Padahal, tarif taksi online tak selamanya murah. Ketua Pengurus Harian Yayasan Lembaga Konsumen Indonesia (YLKI) Tulus Abadi mencatat, ada kalanya tarif taksi online lebih mahal dari taksi konvensional.
Tarif taksi online, menurut Tulus, tidaklah murah, bahkan bisa lebih mahal daripada taksi konvensional. Salah satu alasannya adalah karena pemberlakukan tarif berdasarkan jam sibuk atau rush hour dan nonrush hour.
Baca: Kisruh Taksi Online, Ini yang Akan Dilakukan Wali Kota Risma
“Pada rush hour, tarif taksi online jauh lebih mahal apalagi dalam kondisi hujan. Jadi untuk pemberlakuan tarif bawah taksi online secara praktis tidaklah sulit, karena selama ini secara tidak langsung justru sudah menerapkan tarif batas bawah dan batas atas," ujar Tulus, Kamis, 23 Maret 2017.
Ia justru menekankan pada pentingnya perlindungan terhadap konsumen. Menurut Tulus, taksi online belum mampu menjawab kebutuhan konsumen.
Baca: Kisruh, Bisnis Taksi Online Tetap Gurih
Transportasi berbasis aplikasi saat ini baru memberi satu kemudahan, yakni aksesibilitas, alias lebih mudah didapatkan daripada yang konvensional. Transportasi basis online dianggap belum mampu memenuhi kebutuhan lain seperti keselamatan, keterjangkauan, dan standar pelayanan untuk menjamin kenyamanan konsumen.
YLKI justru lebih menyorot mekanisme pengawasan oleh pemerintah, terhadap implementasi aturan baru itu. Mereka meragukan pengawasan dan penegakan hukum jika terjadi pelanggaran, saat revisi peraturan Menteri Perhubungan itu diberlakukan.
Transportasi berbasis online pun dianggap belum menjamin perlindungan kepada konsumen, saat terjadi kehilangan barang atau kecelakaan. “Bahkan jika terjadi sengketa keperdataan dengan konsumen, akan diselesaikan via arbritase di Singapura. Ini jelas tidak adil dan tidak masuk akal bahkan merugikan konsumen,” tutur Tulus.
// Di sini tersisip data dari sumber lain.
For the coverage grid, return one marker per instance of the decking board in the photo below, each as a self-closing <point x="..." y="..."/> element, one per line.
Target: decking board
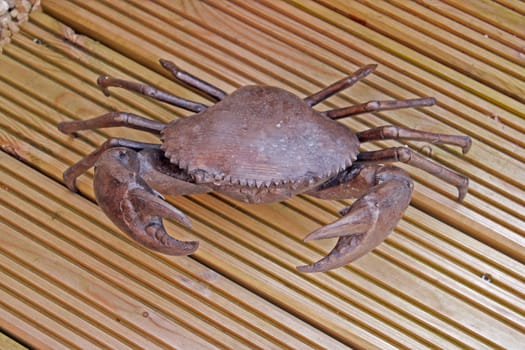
<point x="450" y="276"/>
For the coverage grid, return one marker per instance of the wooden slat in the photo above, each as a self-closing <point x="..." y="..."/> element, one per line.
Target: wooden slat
<point x="451" y="275"/>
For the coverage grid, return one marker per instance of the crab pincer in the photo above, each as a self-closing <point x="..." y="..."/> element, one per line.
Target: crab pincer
<point x="259" y="144"/>
<point x="368" y="221"/>
<point x="134" y="206"/>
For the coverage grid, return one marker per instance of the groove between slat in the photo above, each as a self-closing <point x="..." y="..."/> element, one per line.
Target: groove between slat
<point x="480" y="157"/>
<point x="273" y="266"/>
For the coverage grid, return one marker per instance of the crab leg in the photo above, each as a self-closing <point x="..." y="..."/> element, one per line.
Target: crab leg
<point x="392" y="132"/>
<point x="377" y="106"/>
<point x="112" y="119"/>
<point x="134" y="206"/>
<point x="105" y="81"/>
<point x="408" y="156"/>
<point x="193" y="81"/>
<point x="369" y="220"/>
<point x="340" y="85"/>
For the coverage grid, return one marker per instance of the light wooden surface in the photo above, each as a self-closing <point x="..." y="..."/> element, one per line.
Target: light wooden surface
<point x="452" y="275"/>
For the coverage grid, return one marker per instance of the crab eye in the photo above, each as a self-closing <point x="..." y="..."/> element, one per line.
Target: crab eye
<point x="122" y="155"/>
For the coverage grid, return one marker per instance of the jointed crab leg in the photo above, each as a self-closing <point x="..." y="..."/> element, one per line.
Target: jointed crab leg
<point x="369" y="220"/>
<point x="340" y="85"/>
<point x="134" y="206"/>
<point x="105" y="81"/>
<point x="392" y="132"/>
<point x="408" y="156"/>
<point x="113" y="119"/>
<point x="193" y="81"/>
<point x="376" y="106"/>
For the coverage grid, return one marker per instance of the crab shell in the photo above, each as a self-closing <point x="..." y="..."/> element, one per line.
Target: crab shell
<point x="260" y="137"/>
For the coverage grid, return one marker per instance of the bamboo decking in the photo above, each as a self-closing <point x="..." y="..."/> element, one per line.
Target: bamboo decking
<point x="451" y="275"/>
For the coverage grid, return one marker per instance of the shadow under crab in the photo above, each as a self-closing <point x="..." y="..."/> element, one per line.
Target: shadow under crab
<point x="260" y="144"/>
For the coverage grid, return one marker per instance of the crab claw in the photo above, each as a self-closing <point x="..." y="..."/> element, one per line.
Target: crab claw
<point x="365" y="224"/>
<point x="135" y="207"/>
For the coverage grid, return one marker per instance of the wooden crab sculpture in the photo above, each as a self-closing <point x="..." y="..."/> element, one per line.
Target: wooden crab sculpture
<point x="260" y="144"/>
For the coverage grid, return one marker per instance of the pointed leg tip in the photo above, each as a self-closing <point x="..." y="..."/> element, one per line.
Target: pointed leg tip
<point x="63" y="128"/>
<point x="102" y="83"/>
<point x="305" y="269"/>
<point x="468" y="144"/>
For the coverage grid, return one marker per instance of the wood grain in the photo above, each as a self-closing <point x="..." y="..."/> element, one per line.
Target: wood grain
<point x="452" y="275"/>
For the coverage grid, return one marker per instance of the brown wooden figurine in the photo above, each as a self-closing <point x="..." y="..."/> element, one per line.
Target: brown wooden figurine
<point x="260" y="144"/>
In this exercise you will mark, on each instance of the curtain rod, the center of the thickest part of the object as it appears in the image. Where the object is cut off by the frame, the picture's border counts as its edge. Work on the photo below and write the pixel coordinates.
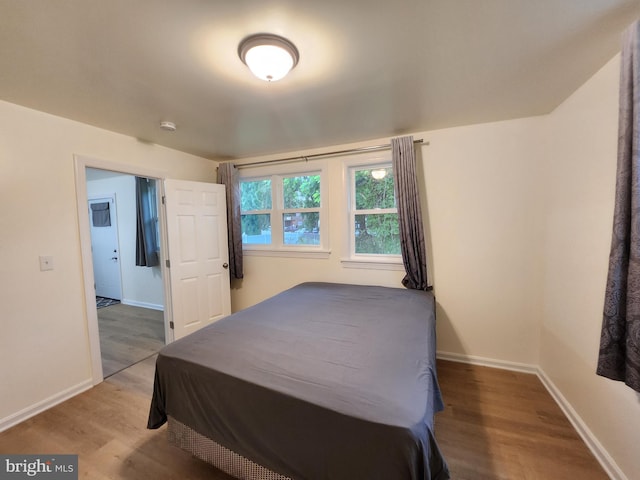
(326, 154)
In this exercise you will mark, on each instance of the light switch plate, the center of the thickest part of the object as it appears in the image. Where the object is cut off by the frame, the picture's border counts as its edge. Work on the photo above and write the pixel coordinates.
(46, 263)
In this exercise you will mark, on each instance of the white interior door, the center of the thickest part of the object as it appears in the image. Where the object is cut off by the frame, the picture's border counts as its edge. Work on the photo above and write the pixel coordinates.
(198, 254)
(105, 250)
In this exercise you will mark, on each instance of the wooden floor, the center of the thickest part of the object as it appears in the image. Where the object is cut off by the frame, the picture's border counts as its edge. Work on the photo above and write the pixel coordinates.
(497, 425)
(128, 334)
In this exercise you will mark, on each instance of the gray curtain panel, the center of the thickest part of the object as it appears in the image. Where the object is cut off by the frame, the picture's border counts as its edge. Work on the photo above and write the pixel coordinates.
(619, 357)
(101, 215)
(409, 214)
(228, 176)
(147, 248)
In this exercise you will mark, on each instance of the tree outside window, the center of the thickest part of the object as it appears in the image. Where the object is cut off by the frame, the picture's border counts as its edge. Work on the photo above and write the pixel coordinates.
(374, 211)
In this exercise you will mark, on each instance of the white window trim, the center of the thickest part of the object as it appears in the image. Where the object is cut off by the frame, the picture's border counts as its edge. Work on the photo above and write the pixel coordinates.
(350, 259)
(278, 248)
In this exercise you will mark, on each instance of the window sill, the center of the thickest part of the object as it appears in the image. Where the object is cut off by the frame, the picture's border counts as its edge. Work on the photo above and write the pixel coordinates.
(372, 264)
(319, 254)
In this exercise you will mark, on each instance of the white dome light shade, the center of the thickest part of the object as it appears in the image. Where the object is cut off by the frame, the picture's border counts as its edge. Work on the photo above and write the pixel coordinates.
(269, 57)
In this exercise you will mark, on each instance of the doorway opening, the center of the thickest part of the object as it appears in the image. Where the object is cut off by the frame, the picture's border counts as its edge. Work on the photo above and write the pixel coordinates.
(144, 303)
(129, 297)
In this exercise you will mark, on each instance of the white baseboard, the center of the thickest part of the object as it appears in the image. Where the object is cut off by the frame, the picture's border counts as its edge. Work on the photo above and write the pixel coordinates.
(43, 405)
(601, 454)
(487, 362)
(135, 303)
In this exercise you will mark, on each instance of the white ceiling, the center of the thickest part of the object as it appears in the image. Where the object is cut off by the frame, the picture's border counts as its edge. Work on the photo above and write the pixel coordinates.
(367, 69)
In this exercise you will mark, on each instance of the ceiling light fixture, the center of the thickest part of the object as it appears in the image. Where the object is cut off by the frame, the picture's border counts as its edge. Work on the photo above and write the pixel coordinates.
(168, 126)
(269, 57)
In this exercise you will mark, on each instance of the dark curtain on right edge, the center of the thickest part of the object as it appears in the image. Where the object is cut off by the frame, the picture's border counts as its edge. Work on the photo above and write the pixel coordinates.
(619, 357)
(147, 248)
(228, 176)
(412, 242)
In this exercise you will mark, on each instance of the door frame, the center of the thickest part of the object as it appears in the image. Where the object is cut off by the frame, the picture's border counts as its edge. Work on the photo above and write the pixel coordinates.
(113, 211)
(91, 312)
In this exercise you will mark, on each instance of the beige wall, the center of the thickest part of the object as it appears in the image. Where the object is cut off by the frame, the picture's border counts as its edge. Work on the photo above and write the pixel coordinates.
(519, 218)
(519, 222)
(580, 184)
(44, 347)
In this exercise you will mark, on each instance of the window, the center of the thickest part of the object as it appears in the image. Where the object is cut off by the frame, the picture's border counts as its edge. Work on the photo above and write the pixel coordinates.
(374, 234)
(255, 207)
(282, 212)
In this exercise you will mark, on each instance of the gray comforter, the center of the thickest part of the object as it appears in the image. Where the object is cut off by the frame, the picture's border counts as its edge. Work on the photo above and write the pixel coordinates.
(323, 381)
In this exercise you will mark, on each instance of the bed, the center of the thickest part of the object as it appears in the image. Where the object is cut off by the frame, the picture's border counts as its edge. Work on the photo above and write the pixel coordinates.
(322, 381)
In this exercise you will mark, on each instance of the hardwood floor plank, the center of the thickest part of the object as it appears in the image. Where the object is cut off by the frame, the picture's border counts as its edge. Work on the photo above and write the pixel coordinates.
(128, 334)
(499, 424)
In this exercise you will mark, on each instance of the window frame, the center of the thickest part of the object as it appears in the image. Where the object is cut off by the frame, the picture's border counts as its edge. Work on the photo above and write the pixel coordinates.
(350, 258)
(276, 173)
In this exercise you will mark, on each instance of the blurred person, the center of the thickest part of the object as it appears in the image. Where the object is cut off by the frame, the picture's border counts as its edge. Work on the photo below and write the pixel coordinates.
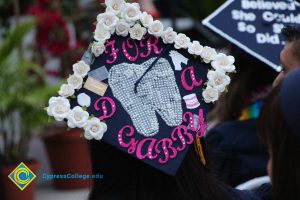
(234, 151)
(290, 54)
(280, 131)
(126, 178)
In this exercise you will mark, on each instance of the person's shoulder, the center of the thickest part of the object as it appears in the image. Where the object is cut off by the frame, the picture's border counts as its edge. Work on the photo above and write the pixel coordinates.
(231, 130)
(247, 195)
(264, 191)
(250, 124)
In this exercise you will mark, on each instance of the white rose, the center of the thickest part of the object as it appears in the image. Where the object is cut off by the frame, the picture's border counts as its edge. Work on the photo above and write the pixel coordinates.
(210, 94)
(146, 19)
(84, 100)
(77, 117)
(137, 32)
(94, 129)
(218, 80)
(114, 6)
(131, 13)
(182, 41)
(66, 90)
(101, 33)
(59, 108)
(156, 28)
(195, 48)
(81, 69)
(169, 36)
(122, 28)
(109, 20)
(75, 81)
(223, 62)
(98, 48)
(208, 54)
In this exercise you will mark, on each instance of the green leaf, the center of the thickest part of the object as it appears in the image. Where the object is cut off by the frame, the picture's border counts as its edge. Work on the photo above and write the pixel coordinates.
(15, 38)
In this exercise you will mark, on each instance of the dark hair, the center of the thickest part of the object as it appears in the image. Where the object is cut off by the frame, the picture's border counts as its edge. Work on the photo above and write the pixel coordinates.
(292, 35)
(252, 78)
(284, 149)
(126, 177)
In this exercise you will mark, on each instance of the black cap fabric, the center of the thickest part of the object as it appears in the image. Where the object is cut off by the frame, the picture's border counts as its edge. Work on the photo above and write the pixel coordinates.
(290, 101)
(142, 88)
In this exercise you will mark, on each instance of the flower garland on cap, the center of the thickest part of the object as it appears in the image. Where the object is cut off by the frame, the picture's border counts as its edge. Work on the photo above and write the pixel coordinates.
(125, 19)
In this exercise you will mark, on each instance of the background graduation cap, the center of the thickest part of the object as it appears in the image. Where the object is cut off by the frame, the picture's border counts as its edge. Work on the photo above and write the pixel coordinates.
(142, 88)
(255, 26)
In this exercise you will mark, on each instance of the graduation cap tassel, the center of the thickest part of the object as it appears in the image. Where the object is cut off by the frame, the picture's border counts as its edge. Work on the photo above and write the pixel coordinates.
(199, 150)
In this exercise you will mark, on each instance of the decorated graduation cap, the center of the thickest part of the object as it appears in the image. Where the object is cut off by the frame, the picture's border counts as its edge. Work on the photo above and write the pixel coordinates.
(255, 26)
(142, 88)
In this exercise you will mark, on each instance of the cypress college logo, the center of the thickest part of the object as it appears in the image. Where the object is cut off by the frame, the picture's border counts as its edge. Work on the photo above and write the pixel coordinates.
(22, 176)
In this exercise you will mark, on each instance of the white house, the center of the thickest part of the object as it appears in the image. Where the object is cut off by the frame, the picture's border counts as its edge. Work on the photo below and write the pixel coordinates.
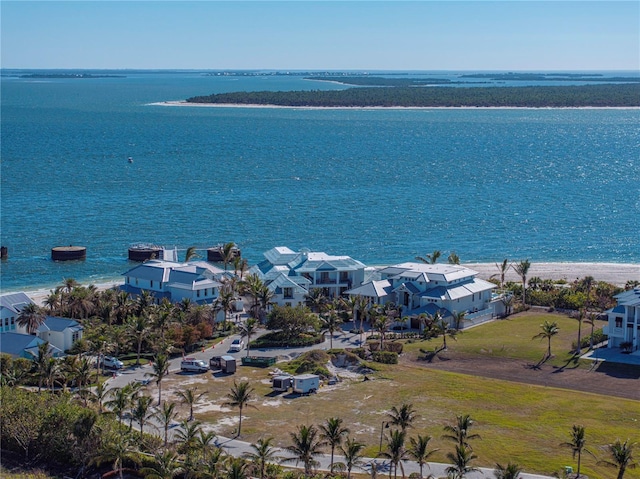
(291, 275)
(10, 307)
(426, 288)
(197, 281)
(624, 320)
(60, 332)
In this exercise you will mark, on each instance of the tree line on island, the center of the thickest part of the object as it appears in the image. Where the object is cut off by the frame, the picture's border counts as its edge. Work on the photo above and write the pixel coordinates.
(609, 95)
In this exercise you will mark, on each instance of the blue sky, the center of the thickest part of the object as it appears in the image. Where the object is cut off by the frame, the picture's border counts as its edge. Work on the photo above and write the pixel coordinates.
(364, 35)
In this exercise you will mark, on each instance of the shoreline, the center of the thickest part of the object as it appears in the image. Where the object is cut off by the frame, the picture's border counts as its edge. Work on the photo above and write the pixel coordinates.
(614, 273)
(183, 103)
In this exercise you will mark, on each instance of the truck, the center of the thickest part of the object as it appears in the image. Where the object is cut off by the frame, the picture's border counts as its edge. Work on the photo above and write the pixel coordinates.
(282, 383)
(193, 365)
(226, 364)
(306, 383)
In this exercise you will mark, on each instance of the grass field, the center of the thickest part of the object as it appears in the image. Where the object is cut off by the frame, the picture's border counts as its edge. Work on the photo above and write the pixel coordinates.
(517, 422)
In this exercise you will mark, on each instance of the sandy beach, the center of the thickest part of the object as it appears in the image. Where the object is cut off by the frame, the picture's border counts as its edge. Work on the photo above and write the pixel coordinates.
(614, 273)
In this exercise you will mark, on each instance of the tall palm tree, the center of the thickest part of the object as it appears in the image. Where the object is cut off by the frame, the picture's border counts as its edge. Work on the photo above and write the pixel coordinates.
(31, 317)
(159, 369)
(620, 456)
(510, 471)
(459, 431)
(522, 269)
(142, 411)
(403, 416)
(264, 452)
(190, 397)
(352, 452)
(306, 446)
(248, 329)
(332, 431)
(549, 330)
(577, 444)
(166, 465)
(395, 451)
(165, 416)
(419, 450)
(460, 462)
(239, 396)
(430, 258)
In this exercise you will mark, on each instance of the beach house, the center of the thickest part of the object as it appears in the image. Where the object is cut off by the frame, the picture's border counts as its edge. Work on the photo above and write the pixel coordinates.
(291, 275)
(426, 288)
(624, 321)
(196, 281)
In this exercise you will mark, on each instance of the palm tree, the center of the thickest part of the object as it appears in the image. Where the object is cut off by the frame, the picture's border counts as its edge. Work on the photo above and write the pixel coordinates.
(248, 329)
(190, 254)
(141, 412)
(165, 416)
(510, 471)
(402, 417)
(352, 452)
(190, 397)
(306, 445)
(240, 395)
(419, 450)
(166, 466)
(430, 258)
(332, 431)
(263, 453)
(577, 444)
(459, 432)
(395, 451)
(522, 269)
(31, 317)
(549, 330)
(460, 461)
(621, 456)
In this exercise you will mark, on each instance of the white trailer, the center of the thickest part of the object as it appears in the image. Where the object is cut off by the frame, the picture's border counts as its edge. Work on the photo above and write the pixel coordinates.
(306, 383)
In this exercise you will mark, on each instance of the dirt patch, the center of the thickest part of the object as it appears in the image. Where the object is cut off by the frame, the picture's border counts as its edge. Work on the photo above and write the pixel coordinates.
(617, 380)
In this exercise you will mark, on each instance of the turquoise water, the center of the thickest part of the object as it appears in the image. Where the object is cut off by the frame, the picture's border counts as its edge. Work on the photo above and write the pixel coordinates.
(379, 185)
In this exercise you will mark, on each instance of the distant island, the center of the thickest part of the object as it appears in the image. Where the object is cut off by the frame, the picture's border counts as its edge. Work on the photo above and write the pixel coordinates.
(599, 95)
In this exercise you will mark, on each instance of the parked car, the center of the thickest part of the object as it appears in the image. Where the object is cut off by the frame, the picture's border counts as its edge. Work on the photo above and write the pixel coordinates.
(193, 365)
(110, 362)
(236, 345)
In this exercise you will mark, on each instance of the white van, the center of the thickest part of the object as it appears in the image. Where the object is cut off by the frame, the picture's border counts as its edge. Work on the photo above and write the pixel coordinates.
(193, 365)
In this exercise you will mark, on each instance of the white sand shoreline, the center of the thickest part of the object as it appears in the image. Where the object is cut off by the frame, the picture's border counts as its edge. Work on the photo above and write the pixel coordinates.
(614, 273)
(184, 103)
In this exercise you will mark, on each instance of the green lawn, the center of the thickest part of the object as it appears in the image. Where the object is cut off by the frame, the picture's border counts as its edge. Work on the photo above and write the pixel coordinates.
(518, 422)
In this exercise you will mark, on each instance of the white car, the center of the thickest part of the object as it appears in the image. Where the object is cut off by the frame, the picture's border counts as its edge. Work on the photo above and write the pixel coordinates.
(110, 362)
(236, 345)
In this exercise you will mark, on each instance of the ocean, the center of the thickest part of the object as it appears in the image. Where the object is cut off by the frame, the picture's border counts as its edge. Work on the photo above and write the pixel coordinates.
(381, 186)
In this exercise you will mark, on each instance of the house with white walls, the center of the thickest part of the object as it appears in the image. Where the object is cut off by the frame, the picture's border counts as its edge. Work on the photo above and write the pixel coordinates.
(197, 281)
(291, 275)
(426, 288)
(624, 321)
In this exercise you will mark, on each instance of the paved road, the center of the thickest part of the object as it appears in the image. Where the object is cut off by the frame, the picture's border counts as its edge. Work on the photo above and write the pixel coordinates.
(237, 447)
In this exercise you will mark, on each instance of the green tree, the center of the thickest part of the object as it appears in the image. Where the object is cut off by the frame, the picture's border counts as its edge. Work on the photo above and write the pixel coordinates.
(549, 330)
(402, 417)
(263, 453)
(307, 445)
(333, 431)
(239, 396)
(190, 397)
(419, 450)
(620, 456)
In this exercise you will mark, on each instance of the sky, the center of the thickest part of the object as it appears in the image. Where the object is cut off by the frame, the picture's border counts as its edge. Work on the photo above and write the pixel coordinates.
(509, 35)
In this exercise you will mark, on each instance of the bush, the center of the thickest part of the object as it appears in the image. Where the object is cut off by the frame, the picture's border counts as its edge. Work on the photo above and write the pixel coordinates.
(385, 357)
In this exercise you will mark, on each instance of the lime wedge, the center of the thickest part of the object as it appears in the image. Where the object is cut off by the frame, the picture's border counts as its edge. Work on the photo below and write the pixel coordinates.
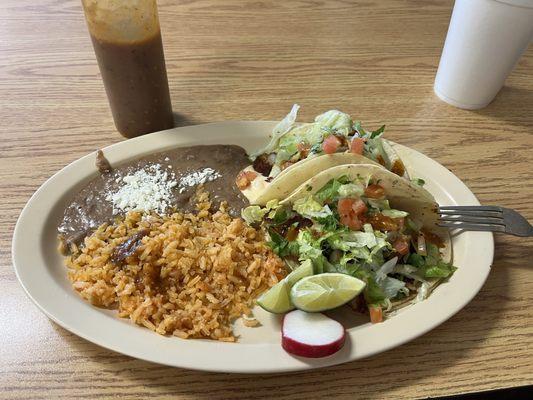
(325, 291)
(277, 299)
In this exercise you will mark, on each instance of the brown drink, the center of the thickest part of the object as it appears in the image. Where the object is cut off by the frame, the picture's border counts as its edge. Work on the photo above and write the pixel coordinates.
(127, 42)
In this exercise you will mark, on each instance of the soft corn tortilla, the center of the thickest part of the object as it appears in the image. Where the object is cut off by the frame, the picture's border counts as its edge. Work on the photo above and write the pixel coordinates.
(261, 191)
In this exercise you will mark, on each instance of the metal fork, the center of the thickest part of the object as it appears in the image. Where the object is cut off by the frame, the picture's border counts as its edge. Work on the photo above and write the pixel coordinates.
(484, 218)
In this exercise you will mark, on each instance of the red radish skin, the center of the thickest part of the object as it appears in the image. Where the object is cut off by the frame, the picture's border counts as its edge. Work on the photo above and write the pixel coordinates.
(296, 327)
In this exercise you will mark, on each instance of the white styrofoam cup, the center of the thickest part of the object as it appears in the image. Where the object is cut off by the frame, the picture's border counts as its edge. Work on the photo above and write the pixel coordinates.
(485, 40)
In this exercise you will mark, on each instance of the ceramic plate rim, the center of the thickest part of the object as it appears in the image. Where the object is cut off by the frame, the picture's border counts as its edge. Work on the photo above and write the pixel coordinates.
(198, 354)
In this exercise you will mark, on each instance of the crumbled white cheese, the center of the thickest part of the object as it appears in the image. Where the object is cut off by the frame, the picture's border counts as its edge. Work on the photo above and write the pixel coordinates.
(147, 189)
(198, 177)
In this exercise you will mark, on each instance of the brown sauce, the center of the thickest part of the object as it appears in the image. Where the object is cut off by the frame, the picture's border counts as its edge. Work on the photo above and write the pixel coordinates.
(89, 208)
(136, 84)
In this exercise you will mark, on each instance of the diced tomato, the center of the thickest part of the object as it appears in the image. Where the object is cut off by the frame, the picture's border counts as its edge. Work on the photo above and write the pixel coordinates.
(376, 314)
(331, 144)
(286, 164)
(303, 149)
(401, 245)
(375, 191)
(244, 179)
(357, 145)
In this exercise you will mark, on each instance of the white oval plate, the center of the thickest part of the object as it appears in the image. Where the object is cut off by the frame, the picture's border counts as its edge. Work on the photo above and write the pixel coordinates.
(40, 270)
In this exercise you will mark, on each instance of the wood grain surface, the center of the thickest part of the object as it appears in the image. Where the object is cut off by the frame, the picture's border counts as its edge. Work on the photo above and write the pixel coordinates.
(251, 60)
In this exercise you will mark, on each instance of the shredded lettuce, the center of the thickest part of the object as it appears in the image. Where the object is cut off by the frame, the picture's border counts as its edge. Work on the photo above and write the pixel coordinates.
(284, 126)
(310, 208)
(329, 191)
(335, 121)
(386, 269)
(309, 247)
(350, 190)
(281, 246)
(254, 213)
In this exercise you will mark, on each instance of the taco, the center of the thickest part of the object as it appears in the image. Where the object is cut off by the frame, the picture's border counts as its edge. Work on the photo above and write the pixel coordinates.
(296, 153)
(367, 222)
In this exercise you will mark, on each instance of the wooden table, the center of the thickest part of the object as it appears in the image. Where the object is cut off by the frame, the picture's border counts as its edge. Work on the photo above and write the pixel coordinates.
(250, 60)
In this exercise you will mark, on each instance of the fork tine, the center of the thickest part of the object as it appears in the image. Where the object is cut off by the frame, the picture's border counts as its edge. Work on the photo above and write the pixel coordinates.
(470, 208)
(472, 227)
(481, 219)
(474, 213)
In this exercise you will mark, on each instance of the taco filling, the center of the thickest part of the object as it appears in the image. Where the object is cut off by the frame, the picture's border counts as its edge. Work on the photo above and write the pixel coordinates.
(331, 132)
(348, 225)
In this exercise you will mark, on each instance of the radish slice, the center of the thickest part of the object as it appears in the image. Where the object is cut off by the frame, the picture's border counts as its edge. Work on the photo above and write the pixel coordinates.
(311, 334)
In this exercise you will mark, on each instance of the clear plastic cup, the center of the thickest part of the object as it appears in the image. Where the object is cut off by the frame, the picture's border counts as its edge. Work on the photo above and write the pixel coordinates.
(127, 43)
(485, 40)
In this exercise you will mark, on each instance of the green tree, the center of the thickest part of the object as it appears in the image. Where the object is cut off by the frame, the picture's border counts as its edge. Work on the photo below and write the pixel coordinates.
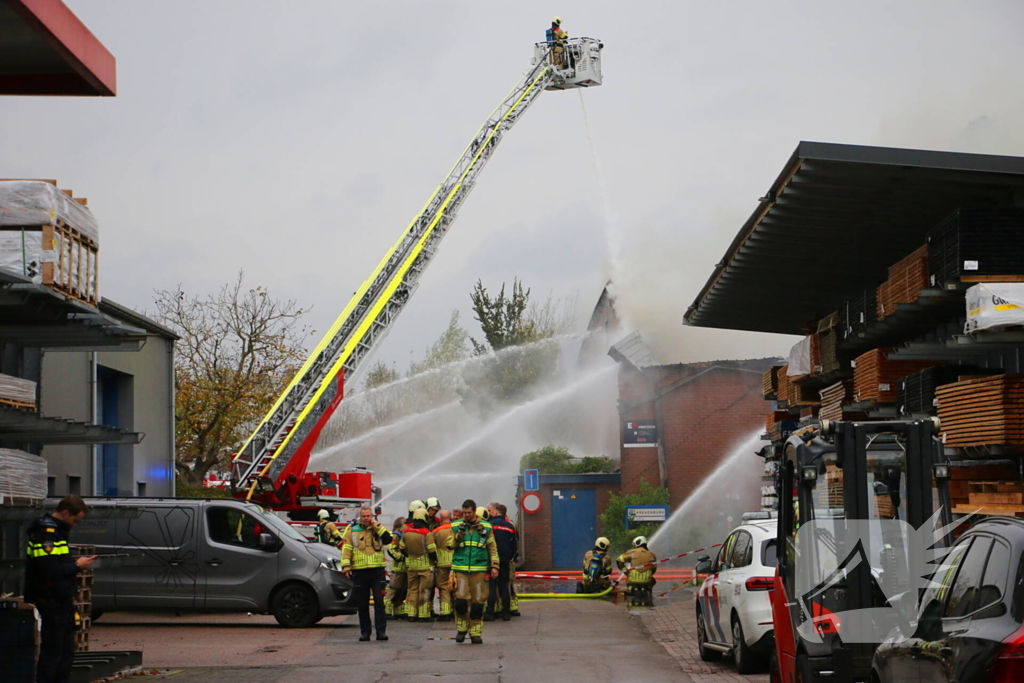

Operator taksi online, ujar Tulus, belum menjamin perlindungan data pribadi konsumen. “Dalam term of contract-nya, mereka bahkan membagi data pribadi konsumen ke mitra bisnisnya, misalnya untuk obyek promosi. Kemenhub dalam revisi Permenhub seharusnya mengatur poin-poin tersebut.”
Sejumlah hal penting terkait dengan aturan baru transportasi berbasis aplikasi online yang mulai diberlakukan pada 1 April 2017 nanti. Pemerintah merevisi Peraturan Menteri Perhubungan Nomor 32 Tahun 2016 tentang Penyelenggaraan Angkutan Orang dengan Kendaraan Bermotor Umum Tidak Dalam Trayek.